Nouvel Observateur/ Balcani: viaggio nella peste nazionalista

Raffaele Oriani

 

Come tutti i grandi giornali internazionali il Nouvel Observateur dedica grande attenzione alla guerra in corso nei Blacani. Ma lo fa con un taglio decisamente originale: inviati del giornale in dieci paesi della regione (dalla Croazia alla Macedonia, alla Grecia, alla Bulgaria, per finire con i paesi piu' direttamente coinvolti nel conflitto come Serbia e Albania) raccontano infatti delle dolorose variazioni balcaniche sul tema del nazionalismo. L'intento e' chiaro ed esplicitato in un editoriale di apertura: si tratta di capire che lo stato nazione ha fatto il suo tempo e il sogno di una patria a misura di popolo e' destinato a trasformarsi prima o poi nell'incubo della pulizia etnica. Quanto al diritto delle piccole patrie a nutrire ambizioni di grandezza il giudizio del Nouvel e' lapidario: dalla Croazia, all'Albania alla Serbia le mire espansioniste sono destinate prima o poi a ritorcersi contro i popoli che vi sacrificano ogni altro valore. Sempre sui Balcani si segnala una lunga intervista a Jacques Rupnik, esperto del Centro di studi e di ricerche internazionali di Parigi secondo cui siamo alle prese con i cascami di due imperi ormai estinti: quello comunista e quello ottomano. Da una parte si soffrono infatti le conseguenze del modo con cui Milosevic ha tentato l'uscita dall'utopia comunista, dall'altra il passato imperiale della regione obbliga a confrontarsi con confini che non riescono a garantire la compattezza etnica degli stati.
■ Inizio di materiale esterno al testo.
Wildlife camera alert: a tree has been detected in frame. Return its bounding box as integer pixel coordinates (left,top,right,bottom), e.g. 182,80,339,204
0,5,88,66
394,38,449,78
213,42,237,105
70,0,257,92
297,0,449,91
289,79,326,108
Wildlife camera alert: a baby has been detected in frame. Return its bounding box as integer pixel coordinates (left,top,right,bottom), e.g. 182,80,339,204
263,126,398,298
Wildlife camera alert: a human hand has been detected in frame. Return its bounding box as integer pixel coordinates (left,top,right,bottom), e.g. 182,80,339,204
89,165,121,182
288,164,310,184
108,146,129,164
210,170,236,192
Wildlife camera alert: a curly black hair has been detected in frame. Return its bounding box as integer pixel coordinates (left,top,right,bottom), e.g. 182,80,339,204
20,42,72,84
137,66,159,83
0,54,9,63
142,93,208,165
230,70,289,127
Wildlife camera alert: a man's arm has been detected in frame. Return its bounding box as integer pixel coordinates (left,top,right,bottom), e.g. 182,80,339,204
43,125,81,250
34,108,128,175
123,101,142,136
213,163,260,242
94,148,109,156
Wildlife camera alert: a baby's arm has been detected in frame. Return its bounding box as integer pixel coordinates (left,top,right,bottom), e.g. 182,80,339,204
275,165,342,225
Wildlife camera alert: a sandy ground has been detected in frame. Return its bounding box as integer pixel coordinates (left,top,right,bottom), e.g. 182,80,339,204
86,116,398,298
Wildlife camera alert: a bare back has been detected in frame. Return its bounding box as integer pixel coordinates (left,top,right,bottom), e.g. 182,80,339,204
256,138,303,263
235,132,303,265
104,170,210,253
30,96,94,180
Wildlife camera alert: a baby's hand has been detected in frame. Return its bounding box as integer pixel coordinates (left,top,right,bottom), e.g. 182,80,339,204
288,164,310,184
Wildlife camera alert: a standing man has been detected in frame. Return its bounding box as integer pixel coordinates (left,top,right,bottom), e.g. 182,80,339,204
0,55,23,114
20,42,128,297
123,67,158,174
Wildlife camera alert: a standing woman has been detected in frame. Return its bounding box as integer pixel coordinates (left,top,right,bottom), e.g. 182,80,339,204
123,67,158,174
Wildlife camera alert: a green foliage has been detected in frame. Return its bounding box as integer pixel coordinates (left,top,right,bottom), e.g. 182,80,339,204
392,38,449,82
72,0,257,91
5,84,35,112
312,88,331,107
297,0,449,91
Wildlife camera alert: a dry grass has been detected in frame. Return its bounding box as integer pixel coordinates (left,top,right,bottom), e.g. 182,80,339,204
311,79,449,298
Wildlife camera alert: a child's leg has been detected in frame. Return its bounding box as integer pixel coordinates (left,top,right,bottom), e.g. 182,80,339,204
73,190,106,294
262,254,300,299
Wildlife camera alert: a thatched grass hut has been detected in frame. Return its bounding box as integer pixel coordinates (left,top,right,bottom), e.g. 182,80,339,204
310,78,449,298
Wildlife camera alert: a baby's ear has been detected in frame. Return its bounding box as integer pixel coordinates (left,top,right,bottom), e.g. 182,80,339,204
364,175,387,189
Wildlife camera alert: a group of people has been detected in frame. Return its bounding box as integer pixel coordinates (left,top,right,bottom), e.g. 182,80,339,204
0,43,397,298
Originale anche il taglio di un altro articolo del Nouvel Observateur sulla zona oggi piu' calda del pianeta: Dominique Nora e Thierry Philippon raccontano infatti l'economia balcanica in tempi di guerra civile. Crollano gli stati e avanzano le mafie, potrebbe essere la morale di questo documentato servizio secondo cui stando alle cifre ufficiali non si capisce come paesi come la Serbia, l'Albania, la Macedonia possano resistere, sopravvivere, condurre un'esistenza qualsiasi. Il fatto e' che a fronte di crolli produttivi disastrosi (dell'ordine del 30% in Serbia tra il 1992 e il 1997 o del 23% in Macedonia negli ultimi sei anni) si e' sviluppata un'economia sommersa para-legale quando non semplicemente illegale che sta diventando la vera colonna portante della regione. Si calcola ad esempio che tra l'80 e il 90% dell'eroina consumata in Europa attraversi la rotta balcanica, mentre e' dai tempi del fallimento delle finanziarie piramidali in Albania che in quel paese si sono svuotate le caserme e avviati fiorenti e sommersi commerci di armi. Quanto ai vari embarghi che in questi anni hanno cercato di fermare Milosevic e la sua corte: gli unici a trarne vantaggio sono stati proprio loro con un'opera di drenaggio delle risorse del paese e di esponenziale sviluppo delle strutture economiche parallele. Si calcola in proposito che solo a Cipro trovino sede cinquecento societa' serbe di cui quaranta direttamente riconducibili all'entourage presidenziale.